Spare a thought for the car dealer waiting for the next customer to wander into a showroom choc-a-bloc with gleaming unsold saloons. Car sales last year were well down on 2017 – falling by almost 7% . Contrary to some of the more lurid headlines, though, this is not an economic cataclysm.
Not so long ago, the 2018 total for new registrations – just shy of 2.4m – would have been a cause for celebration. The number last year was similar to that in 2005 and 2006, the last years of strong economic growth before the financial crash.
There are some pretty obvious reasons for the decline in registrations. Fleet sales have been affected by the cautious approach to investment taken by companies while the outcome of Brexit remains uncertain.
Consumer spending has proved more resilient but has not been immune to Brexit doom and gloom. There has been a reluctance to commit to spending on big-ticket items – a tendency that has also affected the housing market.
But it’s more than politics. The scandal over hushed-up tests for diesel emissions was a bigger factor than Brexit in explaining last year’s sales dip, because it hit demand for new diesel models and made second-hand vehicles harder to shift.

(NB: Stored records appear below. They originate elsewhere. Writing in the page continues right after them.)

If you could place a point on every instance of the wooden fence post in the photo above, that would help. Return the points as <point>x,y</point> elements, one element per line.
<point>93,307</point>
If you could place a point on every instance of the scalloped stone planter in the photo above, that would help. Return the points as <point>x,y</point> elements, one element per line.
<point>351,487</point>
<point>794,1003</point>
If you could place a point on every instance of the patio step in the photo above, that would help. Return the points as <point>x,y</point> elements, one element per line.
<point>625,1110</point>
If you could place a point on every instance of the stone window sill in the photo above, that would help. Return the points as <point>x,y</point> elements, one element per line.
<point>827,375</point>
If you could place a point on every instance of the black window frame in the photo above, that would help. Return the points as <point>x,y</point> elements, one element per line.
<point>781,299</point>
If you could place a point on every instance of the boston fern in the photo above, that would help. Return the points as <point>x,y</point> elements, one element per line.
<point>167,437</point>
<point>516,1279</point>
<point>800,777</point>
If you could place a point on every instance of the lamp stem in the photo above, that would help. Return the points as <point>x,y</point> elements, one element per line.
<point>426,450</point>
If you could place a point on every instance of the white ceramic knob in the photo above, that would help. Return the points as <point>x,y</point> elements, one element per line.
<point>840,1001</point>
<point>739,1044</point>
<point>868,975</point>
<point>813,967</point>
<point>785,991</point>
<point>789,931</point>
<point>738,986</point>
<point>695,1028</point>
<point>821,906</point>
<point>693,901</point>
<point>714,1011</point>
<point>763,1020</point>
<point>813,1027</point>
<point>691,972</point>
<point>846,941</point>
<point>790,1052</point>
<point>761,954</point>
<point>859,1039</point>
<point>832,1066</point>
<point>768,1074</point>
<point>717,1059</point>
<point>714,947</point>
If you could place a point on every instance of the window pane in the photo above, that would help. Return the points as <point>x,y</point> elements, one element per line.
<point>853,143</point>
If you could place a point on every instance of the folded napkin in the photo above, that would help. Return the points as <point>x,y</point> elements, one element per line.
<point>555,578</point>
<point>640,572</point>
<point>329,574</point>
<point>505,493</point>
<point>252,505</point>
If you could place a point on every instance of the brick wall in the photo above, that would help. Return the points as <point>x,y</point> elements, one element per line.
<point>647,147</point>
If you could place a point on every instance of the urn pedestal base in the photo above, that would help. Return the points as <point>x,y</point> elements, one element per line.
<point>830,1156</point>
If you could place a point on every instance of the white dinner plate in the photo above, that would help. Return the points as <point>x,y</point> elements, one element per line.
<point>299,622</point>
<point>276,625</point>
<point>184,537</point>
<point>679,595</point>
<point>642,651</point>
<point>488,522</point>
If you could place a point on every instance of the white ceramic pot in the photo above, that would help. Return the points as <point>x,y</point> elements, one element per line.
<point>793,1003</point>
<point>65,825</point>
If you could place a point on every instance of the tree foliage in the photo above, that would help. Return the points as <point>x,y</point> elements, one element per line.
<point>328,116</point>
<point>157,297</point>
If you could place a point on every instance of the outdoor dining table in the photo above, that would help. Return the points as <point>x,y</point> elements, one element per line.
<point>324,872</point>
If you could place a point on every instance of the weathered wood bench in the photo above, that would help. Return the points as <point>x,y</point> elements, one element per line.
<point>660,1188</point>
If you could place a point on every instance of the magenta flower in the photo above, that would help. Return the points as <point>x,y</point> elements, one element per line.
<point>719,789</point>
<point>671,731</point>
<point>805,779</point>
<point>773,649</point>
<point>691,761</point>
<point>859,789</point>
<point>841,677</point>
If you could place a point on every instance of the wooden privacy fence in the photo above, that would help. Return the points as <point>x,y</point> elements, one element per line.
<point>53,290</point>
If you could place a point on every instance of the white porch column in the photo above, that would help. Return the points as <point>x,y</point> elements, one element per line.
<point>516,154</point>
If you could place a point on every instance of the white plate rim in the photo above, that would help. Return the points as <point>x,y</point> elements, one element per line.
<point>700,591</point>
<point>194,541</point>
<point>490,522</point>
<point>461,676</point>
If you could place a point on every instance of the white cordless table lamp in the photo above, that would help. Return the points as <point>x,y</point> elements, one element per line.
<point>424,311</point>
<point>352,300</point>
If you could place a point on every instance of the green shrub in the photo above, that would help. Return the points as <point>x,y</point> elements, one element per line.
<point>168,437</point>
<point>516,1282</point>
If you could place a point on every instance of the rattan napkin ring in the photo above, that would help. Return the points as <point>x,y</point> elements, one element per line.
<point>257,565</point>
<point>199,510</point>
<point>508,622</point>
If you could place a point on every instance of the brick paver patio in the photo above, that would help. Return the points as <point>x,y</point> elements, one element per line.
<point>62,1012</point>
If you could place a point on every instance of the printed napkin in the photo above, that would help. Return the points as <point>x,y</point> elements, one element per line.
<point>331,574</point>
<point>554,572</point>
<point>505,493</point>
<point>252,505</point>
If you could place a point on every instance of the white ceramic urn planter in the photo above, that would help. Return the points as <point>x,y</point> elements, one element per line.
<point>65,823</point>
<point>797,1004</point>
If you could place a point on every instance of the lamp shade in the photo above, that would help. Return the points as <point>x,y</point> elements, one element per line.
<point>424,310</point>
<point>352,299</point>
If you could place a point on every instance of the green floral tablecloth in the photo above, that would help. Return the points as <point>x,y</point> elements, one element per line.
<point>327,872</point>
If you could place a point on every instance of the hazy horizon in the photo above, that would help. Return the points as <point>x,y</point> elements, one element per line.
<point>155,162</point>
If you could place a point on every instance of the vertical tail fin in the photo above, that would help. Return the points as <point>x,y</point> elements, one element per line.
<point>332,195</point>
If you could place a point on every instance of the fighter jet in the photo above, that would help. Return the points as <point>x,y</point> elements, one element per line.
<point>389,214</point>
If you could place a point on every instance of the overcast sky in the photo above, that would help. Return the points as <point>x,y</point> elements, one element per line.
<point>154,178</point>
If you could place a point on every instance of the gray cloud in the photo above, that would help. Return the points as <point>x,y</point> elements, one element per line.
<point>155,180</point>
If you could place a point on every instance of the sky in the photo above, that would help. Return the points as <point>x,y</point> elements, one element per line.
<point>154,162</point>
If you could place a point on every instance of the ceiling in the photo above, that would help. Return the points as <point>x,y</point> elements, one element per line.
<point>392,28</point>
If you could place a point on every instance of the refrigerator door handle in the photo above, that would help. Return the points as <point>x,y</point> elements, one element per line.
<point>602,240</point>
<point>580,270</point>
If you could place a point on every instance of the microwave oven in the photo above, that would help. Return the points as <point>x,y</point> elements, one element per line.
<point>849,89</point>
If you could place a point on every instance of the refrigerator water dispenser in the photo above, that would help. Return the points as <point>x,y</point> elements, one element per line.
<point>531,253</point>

There is a broader point here: consumers are getting more use out of products before changing them. The run-them-until-they-pack-up mentality has always applied to white goods in the kitchen – fridges and washing machines – but has now expanded to mobile phones and laptops, and perhaps cars as well. Motor manufacturers have accelerated this process by reliability and durability upgrades that mean the average car is better than it was two or three decades ago, so reducing the incentive to trade it in.
Make no mistake, this is good news at a time when the world is supposed to be getting more serious about the heightened risks of climate change. If the notion of what constitutes economic good news is that the number of new cars should go up each year, then we should rethink our definitions of success and failure.
In this context, Tuesday sees the launch by Diane Coyle, from the Bennett Institute at the University of Cambridge, of alternative metrics for gauging how well a country is faring, based around long-term sustainability rather than the ups and downs of GDP. To which the only logical response is: not before time.
Swing time
It’s not easy running an international organisation with Mr America First sitting in the White House, but even so the departure of Jim Yong Kim as president of the World Bank came as a shock. Kim is leaving more than three years before the end of his allotted tenure, leading inevitably to rumours of a clash with Donald Trump.
Not so, apparently. Kim has always got on well with Trump, even playing golf with him in the days before he beat Hillary Clinton in the 2016 race. The story is that Kim thought he had done most of what he had set out to do at the Bank when he arrived in 2012 – a big increase in the organisation’s capital, two replenishments of the fund that helps the poorest countries and the launch of new targets for poverty reduction and advances in human capital – and didn’t want to be a president who simply kept things ticking over.
In theory, Kim’s successor will be chosen by the “one, merit-based, transparent” procedure agreed by the Bank’s shareholders in 2012. In reality, Trump will expect to nominate an American for the job because the Europeans have always chosen one of their own to run the International Monetary Fund and the US has picked the president of the Bank.
This cosy arrangement has long been an anachronism. With Trump likely to choose someone for political reasons rather than an expertise or interest in development, it is now positively dangerous.